By William Wolf

WHERE THE TRUTH LIES  Send This Review to a Friend

There’s a lot of waste one has to sort through to find where the truth lies in this film by Canadian filmmaker Atom Egoyan that was an important feature at the 2005 Toronto International Film Festival. The screenplay, which the director wrote based on the novel by Rupert Holmes, is the culprit, apart from some of the overly turgid elements involving acting and style.

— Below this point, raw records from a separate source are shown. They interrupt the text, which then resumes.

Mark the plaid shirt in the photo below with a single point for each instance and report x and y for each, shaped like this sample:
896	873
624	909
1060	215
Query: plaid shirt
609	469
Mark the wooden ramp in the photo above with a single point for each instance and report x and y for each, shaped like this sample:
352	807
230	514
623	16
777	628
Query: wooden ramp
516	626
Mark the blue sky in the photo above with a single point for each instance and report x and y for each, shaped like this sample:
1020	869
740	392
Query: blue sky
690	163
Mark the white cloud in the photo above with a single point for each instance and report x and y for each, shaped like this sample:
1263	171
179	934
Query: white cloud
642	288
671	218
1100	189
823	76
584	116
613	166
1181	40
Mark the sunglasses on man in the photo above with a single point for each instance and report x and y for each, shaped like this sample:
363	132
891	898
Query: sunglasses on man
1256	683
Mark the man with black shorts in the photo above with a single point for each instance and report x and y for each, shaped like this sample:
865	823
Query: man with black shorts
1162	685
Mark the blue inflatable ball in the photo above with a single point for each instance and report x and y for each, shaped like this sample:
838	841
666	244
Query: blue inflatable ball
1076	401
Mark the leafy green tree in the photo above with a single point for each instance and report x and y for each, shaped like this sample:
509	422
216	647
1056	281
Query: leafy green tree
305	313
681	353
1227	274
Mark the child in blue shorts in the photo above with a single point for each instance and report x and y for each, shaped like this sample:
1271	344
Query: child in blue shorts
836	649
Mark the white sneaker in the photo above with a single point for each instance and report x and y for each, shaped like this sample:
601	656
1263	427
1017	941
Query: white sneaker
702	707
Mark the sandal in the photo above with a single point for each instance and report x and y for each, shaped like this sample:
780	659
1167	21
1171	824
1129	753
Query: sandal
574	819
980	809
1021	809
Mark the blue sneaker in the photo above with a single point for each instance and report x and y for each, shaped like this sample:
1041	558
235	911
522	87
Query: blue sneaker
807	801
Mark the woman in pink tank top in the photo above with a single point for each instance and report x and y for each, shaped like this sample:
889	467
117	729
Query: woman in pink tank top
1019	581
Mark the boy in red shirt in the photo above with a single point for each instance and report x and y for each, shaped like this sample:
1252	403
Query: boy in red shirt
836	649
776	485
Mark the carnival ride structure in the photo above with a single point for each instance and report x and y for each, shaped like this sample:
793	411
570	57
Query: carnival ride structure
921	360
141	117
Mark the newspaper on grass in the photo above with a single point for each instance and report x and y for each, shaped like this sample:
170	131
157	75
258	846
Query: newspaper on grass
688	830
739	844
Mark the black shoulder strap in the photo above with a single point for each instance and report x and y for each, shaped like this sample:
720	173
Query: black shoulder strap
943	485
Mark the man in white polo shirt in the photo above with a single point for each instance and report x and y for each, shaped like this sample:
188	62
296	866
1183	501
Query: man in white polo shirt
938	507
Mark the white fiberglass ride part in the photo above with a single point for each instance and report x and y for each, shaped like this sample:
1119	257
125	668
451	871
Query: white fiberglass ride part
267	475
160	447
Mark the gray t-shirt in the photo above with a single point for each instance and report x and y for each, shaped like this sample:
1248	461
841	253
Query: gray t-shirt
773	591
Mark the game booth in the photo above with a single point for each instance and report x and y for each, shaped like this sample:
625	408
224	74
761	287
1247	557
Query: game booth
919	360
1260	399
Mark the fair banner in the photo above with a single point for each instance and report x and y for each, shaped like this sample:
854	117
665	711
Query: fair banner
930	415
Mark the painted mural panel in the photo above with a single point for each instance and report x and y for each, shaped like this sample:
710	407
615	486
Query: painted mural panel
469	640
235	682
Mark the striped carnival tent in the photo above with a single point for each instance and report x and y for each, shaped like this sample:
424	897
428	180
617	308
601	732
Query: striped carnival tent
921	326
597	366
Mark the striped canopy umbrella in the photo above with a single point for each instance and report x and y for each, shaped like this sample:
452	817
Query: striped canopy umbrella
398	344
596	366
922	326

At the center of the film is the relationship between two entertainers, Vince Collins. played by Colin Firth, and Lanny Morris, portrayed by Kevin Bacon. They work as a comedy team and we meet them as they star in a telethon. One may think of Dean Martin and Jerry Lewis, although this duo is distinctly fictional. Morris is ruthless in the way he treats women. Conquest is the game, and then to hell with them. Collins is more of an enigma.

The plot is built around a mystery. A naked blonde named Maureen (Rachel Blanchard) is found dead in a bathtub. What happened? Who’s responsible? In “Where the Truth Lies” we are led into the morass by means of a narration by another woman, Karen, played by Alison Lohman. She is a reporter with a goal—writing a book about Collins. That gambit adds journalistic and ethical ingredients into the mix.

There was a fuss about the film’s rating, which has led to no rating at all. The rating board wanted to tack on the stringent N-17, a virtual guarantee of box office death, and there is a suspicion that homosexual sex dealt with in the film was the no-no to an R. I’ve long been an opponent of the rating system, and here is a history of the raters finding violence less of a problem than sex. Lenny Bruce once said that films can show a naked breast as long as there’s blood on it. Movies have come a long way since then, but one can usually count on the board to be more unjustifiably squeamish about some matters than others.

Such issues aside, “Where the Truth Lies” is a film that grates after a while even though interest is stirred as to what it is getting at, if anything. It is good looking, to be sure—Egoyan knows how to accomplish that—and the acting is mostly effective; Kevin Bacon never fails to give an impressive performance. But the film is uncomfortably crass in content, and although only 107 minutes, it seems much longer. A ThinkFilm release.